Andy,
As far as I am aware, the Marxian dialectical materialism addresses
dynamics of producing human artifacts and is not concerned with
natural phenomena as an object of study.
You mentioned Model but did not figure this into your formulation.
The model seems necessary to distinguish the study of natural
phenomena (but we can, ofcourse model artificial phenomena too). The
model is such an artifact which is "created" in the process of
studying the natural phenomena.
A Marxian unit of analysis is required to be reducible to a single
basis (Marx, Davydov). But there is no such requirement for natural
phenomena to reduce to a single basis, although I believe attempts
have been made to formulate this (e.g. negentropy).
From the position of the natural scientists (with their models and
experiments) there is no such deep need to identify the unit of
analysis in Marxian terms. Rather, the natural scientist's "unit of
analysis" contributes toward the genetic understanding of the origins
of the natural phenomena studies, which is achieved through an
appreciation of the unfolding, interacting, systemic relations of
natural phenomena. The "unit" under these circumstances is the system
of interest (system to the un-initiated is not easily defined). But
it is also appreciated that a system is not isolated from all other
natural phenomena (which is in basic agreement with the materialist
conception of mind).
This leaves us in the interesting position of having two complementary
systems of thought applicable to two related phenomena.
1. The image-ideal elaborated upon by Ilyenkov, Davydov etc, which
traces the genesis of the (artificial) concept.
2. The psychological system elaborated by Vygotsky, Luria etc, which
traces the changing (genesis) functional relations of the system in
support of these artificial concepts.
The interaction of these two systems of thought yields further
considerations such as:
1. The tentative demarcation of a functional system of interest on the
basis of a dialectical-materialist unit of analysis (e.g. those
changing systems at play in "thought and speech") and the system of
activity that the subject participates in.
2. The genesis (of the concept?) of the model and its social influence
etc, which includes the history of the concept of system.
With respect to your comment "The unit of analysis suggests the
method", I would say, rather, that the awareness of the holistic
nature of the activity system and the conceived of sub-systems
necessary participation in this configuration affords the method. Or,
the problem of modelling this psychological behaviour is facillitated
by the appreciation of object-oriented activity as a holistic system.
I have not had much time to disconfirm the points I have inferred
(e.g.

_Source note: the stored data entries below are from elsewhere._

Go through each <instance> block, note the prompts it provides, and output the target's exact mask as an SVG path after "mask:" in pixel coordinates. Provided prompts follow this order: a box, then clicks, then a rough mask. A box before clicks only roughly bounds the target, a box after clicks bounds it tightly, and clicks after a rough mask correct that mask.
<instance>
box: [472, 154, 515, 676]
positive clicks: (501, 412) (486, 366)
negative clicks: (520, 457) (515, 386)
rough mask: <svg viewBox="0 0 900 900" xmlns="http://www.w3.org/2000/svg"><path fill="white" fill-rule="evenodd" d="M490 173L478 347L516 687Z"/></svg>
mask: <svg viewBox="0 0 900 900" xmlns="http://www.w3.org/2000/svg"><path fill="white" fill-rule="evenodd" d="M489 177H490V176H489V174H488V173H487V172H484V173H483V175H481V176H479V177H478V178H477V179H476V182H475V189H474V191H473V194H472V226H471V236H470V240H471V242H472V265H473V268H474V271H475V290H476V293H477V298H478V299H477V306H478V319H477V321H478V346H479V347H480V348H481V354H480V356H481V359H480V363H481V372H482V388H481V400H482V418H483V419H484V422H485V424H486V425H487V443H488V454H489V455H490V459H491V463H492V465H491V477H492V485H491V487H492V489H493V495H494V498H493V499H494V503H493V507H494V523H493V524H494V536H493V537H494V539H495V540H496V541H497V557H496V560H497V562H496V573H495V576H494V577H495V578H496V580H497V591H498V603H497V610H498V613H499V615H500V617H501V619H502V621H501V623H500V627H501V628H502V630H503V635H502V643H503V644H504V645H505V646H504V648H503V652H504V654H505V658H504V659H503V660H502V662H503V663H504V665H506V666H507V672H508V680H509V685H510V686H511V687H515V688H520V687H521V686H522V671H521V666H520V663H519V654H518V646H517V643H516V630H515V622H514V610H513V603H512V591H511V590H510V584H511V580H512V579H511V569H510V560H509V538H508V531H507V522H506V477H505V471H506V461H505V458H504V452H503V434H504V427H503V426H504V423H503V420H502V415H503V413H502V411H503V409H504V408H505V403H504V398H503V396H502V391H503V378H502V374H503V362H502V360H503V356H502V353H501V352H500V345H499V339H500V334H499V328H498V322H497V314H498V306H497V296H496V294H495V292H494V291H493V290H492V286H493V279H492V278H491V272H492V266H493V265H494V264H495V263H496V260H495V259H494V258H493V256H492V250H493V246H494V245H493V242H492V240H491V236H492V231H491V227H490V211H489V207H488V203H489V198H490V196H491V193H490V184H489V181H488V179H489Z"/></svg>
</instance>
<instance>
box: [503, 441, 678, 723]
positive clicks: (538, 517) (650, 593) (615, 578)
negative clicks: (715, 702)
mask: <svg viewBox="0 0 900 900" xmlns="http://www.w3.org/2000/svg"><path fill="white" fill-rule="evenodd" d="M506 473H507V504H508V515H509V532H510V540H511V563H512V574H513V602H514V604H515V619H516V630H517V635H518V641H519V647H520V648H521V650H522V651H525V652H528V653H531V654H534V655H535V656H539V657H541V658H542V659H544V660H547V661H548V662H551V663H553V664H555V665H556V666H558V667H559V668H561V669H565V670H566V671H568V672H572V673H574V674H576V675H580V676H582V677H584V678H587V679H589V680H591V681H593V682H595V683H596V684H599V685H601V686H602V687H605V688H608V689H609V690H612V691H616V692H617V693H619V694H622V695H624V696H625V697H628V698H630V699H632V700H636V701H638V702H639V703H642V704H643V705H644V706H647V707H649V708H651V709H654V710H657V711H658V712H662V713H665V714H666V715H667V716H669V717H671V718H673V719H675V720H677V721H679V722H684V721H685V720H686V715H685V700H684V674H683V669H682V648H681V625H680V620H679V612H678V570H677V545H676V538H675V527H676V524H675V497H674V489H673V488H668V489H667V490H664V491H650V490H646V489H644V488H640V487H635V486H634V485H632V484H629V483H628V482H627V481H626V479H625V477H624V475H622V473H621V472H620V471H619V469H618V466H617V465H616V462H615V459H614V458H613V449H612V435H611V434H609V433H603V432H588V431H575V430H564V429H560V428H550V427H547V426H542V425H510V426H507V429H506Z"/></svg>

I have some Davydov & Ilyenkov, but not much Marx and less
Hegel), but have yet to find anything that contradicts this.
I look forward to your comments!
Huw
On 30 July 2013 04:42, Andy Blunden <ablunden@mira.net
<mailto:ablunden@mira.net>> wrote:
So we have 4 distinct but interrelated concepts: system, model,
unit of analysis and method.
I will try to formulate a view on unit of analysis and method.
The idea of "artefact-mediated (collaborative) action" as a unit
of analysis (a generalisation of "word meaning") is the basis for
the "method of dual stimulation," as I see it.
Once you have a concept of that S - X - R triangle, as the unit of
action, then it suggests a method of investigation based on
offering the auxilliary stimulus, the artifact X, to the subject,
S, to assist them to complete the task, R. By varying teh artefact
X and the task R, investigation of S is possible.
Likewise, let us suppose that you see the mind as a psychological
system made up of functional subsystems each of which are
interconnected, irrespective of whether the subsystem in question
itself produces observable phenomena. This could be represented in
a diagram, too, something like S -> Ssys1 ---> Ssys2 -> R, meaning
that every subsystem (Ssys1) is connected with every other
(Ssys2), and disturbance of Ssys1 will cause a disturbance to
Ssys2, which may be manifeted in an observable response, R.
So the implication of this is that the "unit of analysis" of an
entire psychological system is two functional subsystems with an
interconnection. Ssys1 --- Ssys2.
This is not trivial, because much of Ssys1 will not be observable,
and this unit of analysis allows the investigator to study Ssys1
by means of the observable responses via Ssys2.
The unit of analysis suggests the method.